(Article from ‘Archaeological Study Bible’)
The Pharisees were an influential political and religious sect during the Second Temple period. During this time of increasing foreign influence, they promoted the faithful observance of Jewish law at both a national and an individual level. The exact meaning of the term Pharisee remains uncertain. The noun derives from the Hebrew verb meaning “to separate” or “to distinguish.” The title appears to have been applied originally in a negative sense when the Pharisees were expelled from membership in the Sanhedrin under John Hyrcanus (135—104 B.C.), though it was later understood in a positive sense either as “those who separated themselves” from all sources of ritual uncleanness (see Mk 7:1-23; Gal 2:12-13) or “those who interpreted the law precisely” (see Ac 22:3; 26:5).

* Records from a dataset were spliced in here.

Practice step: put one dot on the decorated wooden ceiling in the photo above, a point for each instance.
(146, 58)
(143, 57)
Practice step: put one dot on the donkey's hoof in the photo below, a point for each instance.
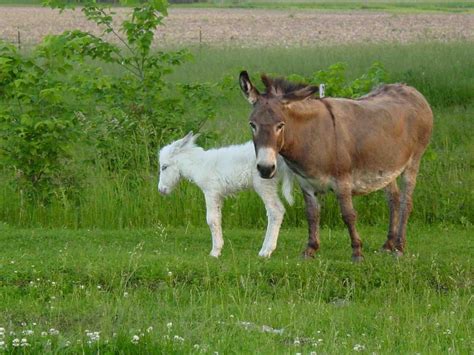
(386, 248)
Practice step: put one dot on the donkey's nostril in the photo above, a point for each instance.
(266, 171)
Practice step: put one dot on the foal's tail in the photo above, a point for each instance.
(287, 180)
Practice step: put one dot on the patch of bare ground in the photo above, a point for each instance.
(254, 28)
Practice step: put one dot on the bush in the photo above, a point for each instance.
(59, 100)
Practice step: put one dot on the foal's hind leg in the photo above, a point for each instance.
(313, 211)
(268, 192)
(214, 219)
(406, 205)
(393, 198)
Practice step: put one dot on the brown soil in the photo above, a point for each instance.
(250, 28)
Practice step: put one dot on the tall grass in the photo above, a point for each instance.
(445, 191)
(137, 282)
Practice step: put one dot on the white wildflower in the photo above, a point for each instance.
(93, 337)
(178, 338)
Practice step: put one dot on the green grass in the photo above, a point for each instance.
(123, 282)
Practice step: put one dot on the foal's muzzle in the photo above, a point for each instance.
(266, 171)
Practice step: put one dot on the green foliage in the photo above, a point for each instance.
(37, 121)
(57, 100)
(337, 84)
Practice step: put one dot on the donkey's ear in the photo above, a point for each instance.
(300, 94)
(249, 91)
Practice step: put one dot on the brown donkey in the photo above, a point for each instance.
(349, 146)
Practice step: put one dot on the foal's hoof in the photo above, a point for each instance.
(308, 254)
(265, 253)
(215, 254)
(397, 253)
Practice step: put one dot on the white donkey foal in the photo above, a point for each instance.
(222, 172)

The Pharisees believed that God was the sovereign Creator, who expressed His will to humanity through Scripture. Moreover, He granted humanity the gifts of responsible moral choice and reason in order to apply the Scriptures to this life in preparation for the resurrection, judgment, and the life to come (Ac 23:6-8). Members of this sect carefully observed the Mosaic Law, systematically interpreting and adapting it to the conditions of their own time in order to maintain a sense of purity among the populace (Mt 23:2-3). This system of interpretation and way of life were transmitted by generations of teachers and became know variously as the oral law, the tradition of the elders (Mk 7:3-5; Gal 1:14), the works of the law (Ro 3:20-28; Gal 2:16-3:10) or simply the Halakhah (from a Hebrew word meaning “walk”; Halakhah is traditional Jewish teaching that governs behavior and religious practice).
The Pharisees saw themselves as the heirs of a vast body of interpretative tradition that enabled them to function as reliable guides for the Jewish people during a tumultuous era (Ro 2:17-20). Although some Pharisees came to believe in Jesus as the Christ (Ac 15:5; Php 3:4-11), the majority justified their opposition to Him on the grounds that Jesus ostensibly taught on His own authority (Mt 7:29; Jn 3:1-3; 8:13), as well as on the basis of His interpretations of various issues that were of vital concern to them.
Jesus criticized the Pharisees on the grounds that, for all their commendable observance of rules and traditions, they were fundamentally unrepentant, neither knowing God nor loving people (Mt 23).